“Bafra Pidesinin Peşinde: Anılar ve Arayışlar”

Yıllar önce Bafra’da deneyimlediğim o eşsiz Bafra pidesinin tadını unutamıyorum. O günlerde aldığım her ısırık, damakta kalan o derin lezzet ve tereyağının mükemmel uyumu… Marmaris’teki tanıdık bir pideciye bu özgün tarifi uygulatma heyecanıyla doluydum, fakat umduğumuz sonucu alamadık. Bafra’daki o otantik tatları burada yakalayamadığımızı fark etmek, beni hem bir lezzet arayışına hem de geçmişle olan bağımı yeniden keşfetmeye itti.

Bafra pidesi, Türk mutfağının zengin çeşitliliğini yansıtan, özellikle Samsun’un Bafra ilçesine özgü bir lezzettir. Bu benzersiz pide, uzun, dar ve yassı biçimiyle ilk göz açtığım günlerden itibaren beni büyüledi. İç harcında kıyma, soğan, maydanoz ve baharatlar bir araya gelerek, her ısırıkta damağımda unutulmaz bir lezzet patlaması yaratırdı.

Bafra pidesinin çıtır dış yapısı ve sulu, aromatik içi her zaman dikkatimi çekerdi. Ancak, pidenin tadını gerçek anlamda bütünleyen, üzerine eklenen o ipeksi tereyağıydı. Tereyağı, pidenin zaten zengin olan lezzet profilini daha da derinleştirir ve ona hoş bir koku katar.

Bafra’da yemek ayrı bir deneyimdir; çünkü Bafra’nın yerel ustaları, bu lezzeti yıllar boyunca mükemmelleştirmiştir. Pide, sadece bir yemekten daha fazlası, bir kültür simgesi haline gelmiştir. Sıcak servis edilen Bafra pidesi, yanında ayran, turşu ve yeşilliklerle mükemmel bir uyum sağlar ve özellikle soğuk kış günlerinde, bir fincan çayın yanında, sizi hem ısıtacak hem de lezzetli bir serüvene çıkaracaktır.

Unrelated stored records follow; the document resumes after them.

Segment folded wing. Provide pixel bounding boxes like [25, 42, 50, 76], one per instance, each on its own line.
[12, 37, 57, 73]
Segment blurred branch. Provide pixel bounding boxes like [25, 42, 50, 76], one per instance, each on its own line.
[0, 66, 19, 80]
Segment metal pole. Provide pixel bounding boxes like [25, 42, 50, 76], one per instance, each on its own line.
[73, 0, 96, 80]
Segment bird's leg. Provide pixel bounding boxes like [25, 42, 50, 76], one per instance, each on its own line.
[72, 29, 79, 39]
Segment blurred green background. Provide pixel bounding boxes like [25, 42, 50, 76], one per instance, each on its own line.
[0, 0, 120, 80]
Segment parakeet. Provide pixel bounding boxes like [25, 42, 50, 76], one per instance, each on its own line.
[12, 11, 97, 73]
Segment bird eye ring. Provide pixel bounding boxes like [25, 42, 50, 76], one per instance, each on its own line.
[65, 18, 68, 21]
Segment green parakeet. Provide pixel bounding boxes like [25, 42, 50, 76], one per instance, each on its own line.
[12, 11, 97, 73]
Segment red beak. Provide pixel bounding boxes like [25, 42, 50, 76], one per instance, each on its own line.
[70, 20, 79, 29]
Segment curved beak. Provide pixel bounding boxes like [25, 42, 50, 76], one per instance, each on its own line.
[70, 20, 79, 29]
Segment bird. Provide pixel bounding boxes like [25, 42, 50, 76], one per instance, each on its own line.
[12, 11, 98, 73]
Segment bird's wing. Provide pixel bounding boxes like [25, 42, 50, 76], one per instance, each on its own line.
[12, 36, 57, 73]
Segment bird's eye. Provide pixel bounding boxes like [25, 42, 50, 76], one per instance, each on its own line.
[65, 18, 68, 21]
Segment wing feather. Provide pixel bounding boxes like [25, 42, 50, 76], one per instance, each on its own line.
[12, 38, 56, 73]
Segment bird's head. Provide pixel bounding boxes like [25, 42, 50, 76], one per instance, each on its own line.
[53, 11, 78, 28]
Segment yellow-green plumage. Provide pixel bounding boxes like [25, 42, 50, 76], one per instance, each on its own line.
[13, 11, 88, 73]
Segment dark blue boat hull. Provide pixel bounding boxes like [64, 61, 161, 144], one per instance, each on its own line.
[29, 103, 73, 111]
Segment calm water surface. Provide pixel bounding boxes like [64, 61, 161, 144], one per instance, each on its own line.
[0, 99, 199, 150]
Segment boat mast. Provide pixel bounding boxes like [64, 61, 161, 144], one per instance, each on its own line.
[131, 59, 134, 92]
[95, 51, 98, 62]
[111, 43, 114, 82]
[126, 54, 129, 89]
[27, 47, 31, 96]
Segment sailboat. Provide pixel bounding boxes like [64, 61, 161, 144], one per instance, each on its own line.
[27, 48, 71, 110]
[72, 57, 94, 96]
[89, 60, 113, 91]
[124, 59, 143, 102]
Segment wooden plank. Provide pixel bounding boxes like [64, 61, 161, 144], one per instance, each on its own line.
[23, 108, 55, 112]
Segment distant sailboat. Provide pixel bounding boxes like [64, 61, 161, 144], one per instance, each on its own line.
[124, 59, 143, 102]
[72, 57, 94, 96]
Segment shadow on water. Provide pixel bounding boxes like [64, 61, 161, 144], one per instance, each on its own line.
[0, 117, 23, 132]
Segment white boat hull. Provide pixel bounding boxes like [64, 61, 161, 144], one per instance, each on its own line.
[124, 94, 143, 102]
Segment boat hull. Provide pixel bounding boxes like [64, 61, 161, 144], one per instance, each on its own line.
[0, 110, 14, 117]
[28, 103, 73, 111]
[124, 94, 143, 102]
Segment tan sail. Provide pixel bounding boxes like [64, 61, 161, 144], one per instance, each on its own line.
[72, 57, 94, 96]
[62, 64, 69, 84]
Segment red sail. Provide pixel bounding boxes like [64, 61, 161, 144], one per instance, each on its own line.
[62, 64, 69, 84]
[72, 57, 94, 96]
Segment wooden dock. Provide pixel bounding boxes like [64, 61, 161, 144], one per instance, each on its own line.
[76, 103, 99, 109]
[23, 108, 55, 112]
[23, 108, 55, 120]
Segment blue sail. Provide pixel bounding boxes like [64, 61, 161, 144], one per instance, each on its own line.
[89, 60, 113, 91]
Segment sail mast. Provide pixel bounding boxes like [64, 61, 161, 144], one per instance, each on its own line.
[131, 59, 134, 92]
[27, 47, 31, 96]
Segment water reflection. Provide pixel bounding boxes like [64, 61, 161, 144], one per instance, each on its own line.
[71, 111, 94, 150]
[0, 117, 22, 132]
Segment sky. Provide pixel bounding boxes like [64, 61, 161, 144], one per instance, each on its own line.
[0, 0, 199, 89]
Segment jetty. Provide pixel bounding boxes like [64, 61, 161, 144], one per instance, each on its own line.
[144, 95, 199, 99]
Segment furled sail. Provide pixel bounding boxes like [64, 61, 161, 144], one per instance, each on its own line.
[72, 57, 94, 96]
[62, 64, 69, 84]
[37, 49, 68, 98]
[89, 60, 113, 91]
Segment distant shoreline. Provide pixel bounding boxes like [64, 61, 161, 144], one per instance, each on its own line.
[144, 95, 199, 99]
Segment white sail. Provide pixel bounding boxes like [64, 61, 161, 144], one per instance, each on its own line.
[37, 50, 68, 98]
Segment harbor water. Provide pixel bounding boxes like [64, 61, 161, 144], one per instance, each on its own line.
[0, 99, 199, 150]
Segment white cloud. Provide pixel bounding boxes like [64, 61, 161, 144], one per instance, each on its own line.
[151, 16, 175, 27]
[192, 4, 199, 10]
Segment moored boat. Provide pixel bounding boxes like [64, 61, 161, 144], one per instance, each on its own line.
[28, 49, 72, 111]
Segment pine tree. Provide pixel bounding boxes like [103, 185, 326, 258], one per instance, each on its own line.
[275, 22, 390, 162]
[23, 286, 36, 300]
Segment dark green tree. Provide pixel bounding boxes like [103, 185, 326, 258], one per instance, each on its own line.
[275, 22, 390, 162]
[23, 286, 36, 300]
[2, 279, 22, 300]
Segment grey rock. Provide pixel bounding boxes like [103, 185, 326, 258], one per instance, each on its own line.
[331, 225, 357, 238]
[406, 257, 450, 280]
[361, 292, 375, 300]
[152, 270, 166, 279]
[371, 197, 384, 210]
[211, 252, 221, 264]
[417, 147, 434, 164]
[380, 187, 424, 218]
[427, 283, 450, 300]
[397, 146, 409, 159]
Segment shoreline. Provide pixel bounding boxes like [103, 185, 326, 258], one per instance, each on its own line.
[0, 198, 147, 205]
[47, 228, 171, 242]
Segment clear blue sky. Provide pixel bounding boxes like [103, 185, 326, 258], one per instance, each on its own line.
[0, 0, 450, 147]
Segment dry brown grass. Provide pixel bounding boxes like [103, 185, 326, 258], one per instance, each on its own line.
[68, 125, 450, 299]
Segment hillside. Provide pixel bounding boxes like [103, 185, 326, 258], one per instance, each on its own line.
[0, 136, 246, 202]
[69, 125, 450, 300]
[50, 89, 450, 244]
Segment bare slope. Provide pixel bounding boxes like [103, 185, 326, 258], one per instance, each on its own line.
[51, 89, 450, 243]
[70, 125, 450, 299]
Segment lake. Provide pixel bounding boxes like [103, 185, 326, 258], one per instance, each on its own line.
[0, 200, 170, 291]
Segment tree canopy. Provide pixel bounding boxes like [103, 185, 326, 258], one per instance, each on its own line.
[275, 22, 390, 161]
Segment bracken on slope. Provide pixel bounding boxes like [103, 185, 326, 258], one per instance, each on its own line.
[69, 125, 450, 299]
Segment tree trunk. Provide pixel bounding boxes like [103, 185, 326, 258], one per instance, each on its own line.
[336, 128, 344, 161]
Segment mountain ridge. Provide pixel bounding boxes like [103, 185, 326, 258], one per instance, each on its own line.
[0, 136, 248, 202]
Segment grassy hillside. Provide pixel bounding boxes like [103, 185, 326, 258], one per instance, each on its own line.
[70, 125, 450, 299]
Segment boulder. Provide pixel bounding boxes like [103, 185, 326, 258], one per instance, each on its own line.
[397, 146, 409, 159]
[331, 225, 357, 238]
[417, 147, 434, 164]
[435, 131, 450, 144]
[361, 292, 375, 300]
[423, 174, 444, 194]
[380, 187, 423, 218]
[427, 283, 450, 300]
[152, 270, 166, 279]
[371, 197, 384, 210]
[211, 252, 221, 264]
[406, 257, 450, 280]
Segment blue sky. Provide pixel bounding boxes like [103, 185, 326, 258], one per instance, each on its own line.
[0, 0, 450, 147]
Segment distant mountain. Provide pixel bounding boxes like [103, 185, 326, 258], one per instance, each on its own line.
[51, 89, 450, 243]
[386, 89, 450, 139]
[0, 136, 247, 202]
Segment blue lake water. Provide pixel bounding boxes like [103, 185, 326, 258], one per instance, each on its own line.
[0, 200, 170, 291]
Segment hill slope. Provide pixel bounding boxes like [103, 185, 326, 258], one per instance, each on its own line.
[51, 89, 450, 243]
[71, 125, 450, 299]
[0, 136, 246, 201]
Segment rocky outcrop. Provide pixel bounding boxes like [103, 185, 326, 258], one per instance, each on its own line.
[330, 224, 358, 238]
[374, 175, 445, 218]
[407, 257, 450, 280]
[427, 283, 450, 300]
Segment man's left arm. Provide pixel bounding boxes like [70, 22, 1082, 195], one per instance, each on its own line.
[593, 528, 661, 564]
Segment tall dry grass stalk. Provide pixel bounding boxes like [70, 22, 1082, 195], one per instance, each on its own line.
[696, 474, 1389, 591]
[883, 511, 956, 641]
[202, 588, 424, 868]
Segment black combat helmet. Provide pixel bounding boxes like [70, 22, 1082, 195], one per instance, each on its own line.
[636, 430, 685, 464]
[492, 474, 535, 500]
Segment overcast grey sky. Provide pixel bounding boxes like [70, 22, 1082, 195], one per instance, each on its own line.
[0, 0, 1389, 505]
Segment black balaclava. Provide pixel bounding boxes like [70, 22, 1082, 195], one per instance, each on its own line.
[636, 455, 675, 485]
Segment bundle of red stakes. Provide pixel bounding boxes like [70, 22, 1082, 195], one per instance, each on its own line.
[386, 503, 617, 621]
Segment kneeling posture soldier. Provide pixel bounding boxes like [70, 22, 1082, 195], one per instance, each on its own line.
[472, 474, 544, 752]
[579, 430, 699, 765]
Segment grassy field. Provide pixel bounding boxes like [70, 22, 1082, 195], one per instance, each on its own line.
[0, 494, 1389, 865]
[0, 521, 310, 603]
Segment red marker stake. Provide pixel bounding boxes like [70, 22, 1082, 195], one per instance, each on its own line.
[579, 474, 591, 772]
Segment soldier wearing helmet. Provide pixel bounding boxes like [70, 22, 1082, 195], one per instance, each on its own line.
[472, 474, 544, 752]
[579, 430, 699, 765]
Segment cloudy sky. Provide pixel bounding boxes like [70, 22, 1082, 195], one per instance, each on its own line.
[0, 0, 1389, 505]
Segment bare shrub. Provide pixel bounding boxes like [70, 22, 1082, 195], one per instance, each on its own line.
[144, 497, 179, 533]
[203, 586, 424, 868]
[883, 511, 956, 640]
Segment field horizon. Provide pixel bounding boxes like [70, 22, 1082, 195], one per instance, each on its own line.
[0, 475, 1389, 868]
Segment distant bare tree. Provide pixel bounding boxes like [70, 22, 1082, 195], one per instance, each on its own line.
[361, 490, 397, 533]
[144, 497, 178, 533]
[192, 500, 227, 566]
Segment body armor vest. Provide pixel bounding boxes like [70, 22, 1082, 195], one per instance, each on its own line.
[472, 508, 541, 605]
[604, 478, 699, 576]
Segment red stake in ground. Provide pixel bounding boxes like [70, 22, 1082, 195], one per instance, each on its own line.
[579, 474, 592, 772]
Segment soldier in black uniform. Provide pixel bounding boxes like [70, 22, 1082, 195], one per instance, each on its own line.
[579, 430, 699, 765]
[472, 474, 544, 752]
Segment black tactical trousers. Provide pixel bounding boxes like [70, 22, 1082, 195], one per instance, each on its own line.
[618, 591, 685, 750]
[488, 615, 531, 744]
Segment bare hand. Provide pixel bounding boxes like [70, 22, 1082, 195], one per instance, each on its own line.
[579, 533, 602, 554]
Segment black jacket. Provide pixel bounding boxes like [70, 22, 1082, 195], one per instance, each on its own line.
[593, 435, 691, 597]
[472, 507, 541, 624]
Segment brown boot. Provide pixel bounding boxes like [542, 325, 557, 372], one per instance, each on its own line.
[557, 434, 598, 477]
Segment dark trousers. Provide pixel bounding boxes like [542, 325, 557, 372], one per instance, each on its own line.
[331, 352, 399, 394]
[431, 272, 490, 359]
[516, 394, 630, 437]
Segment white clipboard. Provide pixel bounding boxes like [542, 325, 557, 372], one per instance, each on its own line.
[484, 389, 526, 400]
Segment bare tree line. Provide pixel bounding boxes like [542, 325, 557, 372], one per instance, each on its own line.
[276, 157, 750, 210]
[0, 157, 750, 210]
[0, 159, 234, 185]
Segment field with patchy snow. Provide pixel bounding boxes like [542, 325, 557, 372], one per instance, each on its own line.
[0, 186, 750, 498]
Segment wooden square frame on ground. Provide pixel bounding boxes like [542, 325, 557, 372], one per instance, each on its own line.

Bafra pidesi, geleneksel ve modern Türk mutfak kültürünün vazgeçilmez bir parçası olarak, her geçen gün daha fazla lezzet sever tarafından keşfedilmektedir. Her lokması ile Anadolu’nun zengin tarihini ve kültürünü tatmak isteyenler için kaçırılmaması gereken eşsiz bir lezzettir. Bu pideyle tanışmam, beni hem geçmişime bağlıyor hem de damağımda kalıcı bir iz bırakıyor.

Bafra pidesi, lezzet arayışımızda özel bir yere sahiptir. Bu özgün lezzeti tatmak için üç yıl önce Sinop yolculuğumuz sırasında eşimle birlikte Bafra Yakakent e uğradık. Ancak, Muğla esnafının samimiyetini ve sıcak yaklaşımını burada bulamadık. Uzun süre oturup beklememize rağmen, aldığımız servis lakayit bir tavırla gerçekleşti. Bu durum, beklediğimiz lezzet deneyimini olumsuz etkiledi.

Bafra pidesinin kendine has lezzetini yıllardır biliyor ve seviyorum. Ancak bu seferki pide, hem yapılış olarak hem de sunum olarak beklentilerimi karşılamadı. Üstelik personelin davranışları, Bafra pidesine olan özlemimi karşılamaktan uzak kaldı.

Yolculuğumuz Yakakent e devam ederken, köşede kendi ürettiklerini satan kadınların samimiyetiyle karşılaştık. Bu kadınlar, “Benden de al” diyerek bizleri içtenlikle karşıladılar ve ihtiyacımızdan fazla olsa da onlardan alışveriş yaptık. Bu samimi ve içten yaklaşım, Bafra Yskaken te yaşadığımız hayal kırıklığını unutturdu ve Atakum’dan mutlu ayrılarak Sinop yolculuğumuza devam ettik.

Bu deneyimi dostum Bafra lı Emekli öğretmen, Akpınar Öğretmen okulu, sınıf arkadaşım Kibar Yazıcı’ya anlattığımda, esnafın gelen misafirlere karşı daha olumlu ve ilgili davranmaları gerektiğini vurguladım. Gerçekten, bir esnafın tutumu, müşterilerin deneyimini doğrudan etkiler. Umarım, Karadeniz in kenarında en güzel kumlara sahip eski ismi Gümenüz olan, Bafra Yakakent teki pideciler bu geri bildirimi dikkate alır ve misafirperverliklerini artırarak herkesin güzel anılarla ayrılmasını sağlarlar.